I pull Keira from the chair, my body moving on instinct rather than calculation. The three of us collapse to our knees on the concrete floor, a tangle of limbs and desperate touches.
My hands find Cyrus’s face, then Keira’s, then back to Cyrus—needing the tactile confirmation that they’re both here, both alive. Blood and sweat mingle on my palms, but I can’t tell whose is whose anymore. It doesn’t matter.
Keira’s fingers clutch at my tactical vest, her other hand gripping Cyrus’s arm with white-knuckled intensity. Her body trembles between us as we envelop her from both sides, creating a fortress of flesh and bone.
“I knew you’d come,” she whispers against my neck, her breath warm and alive. “I knew.”
Cyrus has one arm crushed around her waist while his other hand finds the back of my neck, squeezing. His forehead presses against mine over Keira’s shoulder, our breath syncing as it has since our first kill. But this is different—this isn’t the controlled rhythm of synchronized violence. This is ragged, desperate, human.
We’re pressed so tightly together I feel Keira’s heartbeat against my chest, Cyrus’s pulse through his grip on my neck. Three distinct rhythms gradually align, finding harmonious cadence.
My fingers trace the curve of Keira’s spine, up to tangle in her hair, confirming every inch of her is intact. I’m vaguely aware of leaving bloody fingerprints on her skin, but I can’t stop touching her, can’t stop the frantic inventory my hands need to take.
Cyrus’s wound is bleeding through his gear, staining Keira’s shirt, my hands, all of us marked with the same crimson proof of survival.
“I love you,” I murmur, not knowing or caring which of them I’m speaking to. The words encompass both. “I love you both.”
46
CYRUS
Ifeel Keira’s warmth between us, her heartbeat strong against my chest, when I hear it—the faint scrape of a door at the far end of the warehouse. My head snaps up, predator’s instinct cutting through emotion.
“Volkov.” The name tastes like copper in my mouth.
I’m on my feet before I make the conscious decision to move, my body remembering what my mind had forgotten in the relief of finding Keira alive. We’re not finished.
“Stay with her,” I tell Ace, already moving toward the sound, my gun raised.
Blood seeps down my arm from the knife wound, but I barely register the pain. There’s only one thing that matters now—the man who took Keira from us, who dared put his hands on what’s ours.

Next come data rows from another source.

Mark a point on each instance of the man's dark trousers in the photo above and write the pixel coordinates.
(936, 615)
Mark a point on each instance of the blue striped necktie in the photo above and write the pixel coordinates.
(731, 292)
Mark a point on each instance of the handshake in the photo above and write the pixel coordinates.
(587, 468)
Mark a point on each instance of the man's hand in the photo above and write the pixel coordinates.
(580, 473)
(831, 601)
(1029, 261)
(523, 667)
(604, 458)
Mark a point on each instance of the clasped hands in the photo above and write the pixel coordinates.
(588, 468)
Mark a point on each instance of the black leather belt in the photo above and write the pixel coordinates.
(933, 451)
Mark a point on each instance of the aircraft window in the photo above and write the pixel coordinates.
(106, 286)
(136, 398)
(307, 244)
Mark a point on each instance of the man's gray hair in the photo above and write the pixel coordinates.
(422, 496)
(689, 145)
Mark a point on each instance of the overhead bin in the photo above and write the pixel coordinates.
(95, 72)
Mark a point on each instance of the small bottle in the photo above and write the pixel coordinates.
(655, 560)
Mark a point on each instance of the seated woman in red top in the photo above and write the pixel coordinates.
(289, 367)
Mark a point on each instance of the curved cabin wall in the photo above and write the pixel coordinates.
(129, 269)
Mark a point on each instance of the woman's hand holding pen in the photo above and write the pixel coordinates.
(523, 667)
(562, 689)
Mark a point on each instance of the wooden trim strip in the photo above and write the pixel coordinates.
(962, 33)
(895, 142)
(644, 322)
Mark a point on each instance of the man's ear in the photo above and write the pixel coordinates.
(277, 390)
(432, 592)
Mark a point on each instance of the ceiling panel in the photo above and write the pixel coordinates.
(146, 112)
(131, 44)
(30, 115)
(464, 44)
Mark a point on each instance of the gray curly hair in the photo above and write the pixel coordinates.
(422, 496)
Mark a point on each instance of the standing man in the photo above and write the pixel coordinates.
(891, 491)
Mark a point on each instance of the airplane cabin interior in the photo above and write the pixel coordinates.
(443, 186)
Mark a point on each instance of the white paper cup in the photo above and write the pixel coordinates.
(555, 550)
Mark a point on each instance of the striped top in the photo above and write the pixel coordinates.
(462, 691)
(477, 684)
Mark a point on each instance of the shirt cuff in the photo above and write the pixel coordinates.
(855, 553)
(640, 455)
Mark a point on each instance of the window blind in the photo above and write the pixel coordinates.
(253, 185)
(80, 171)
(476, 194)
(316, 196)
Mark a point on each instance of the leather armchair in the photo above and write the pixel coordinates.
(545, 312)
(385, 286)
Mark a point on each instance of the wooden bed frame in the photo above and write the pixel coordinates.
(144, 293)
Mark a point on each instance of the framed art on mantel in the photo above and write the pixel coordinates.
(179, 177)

I track him through the shadows, moving silently despite the tactical gear weighing me down. At the back loading dock, I catch a glimpse of his silhouette slipping through an exit door.
Three strides and I’m through the door after him, the night air hitting my face like a slap. Volkov is fifteen yards ahead, running toward a chain-link fence.
I don’t call out. Don’t warn him. My bullet catches him in the calf, a precision shot dropping him to the gravel with a satisfying thud.
When I reach him, he’s trying to crawl, leaving a dark trail behind him. I press my boot into his wounded leg, grinding down until his scream cuts through the night.
“You touched what’s mine.” My voice is ice. I kneel beside him, pressing the barrel of my gun under his jaw. “You put your hands on her.”
“Business,” he gasps, “just business?—”
I slam his head back against the gravel. “Every minute she was afraid, every second she wondered if we’d come for her—you’re going to feel it all.”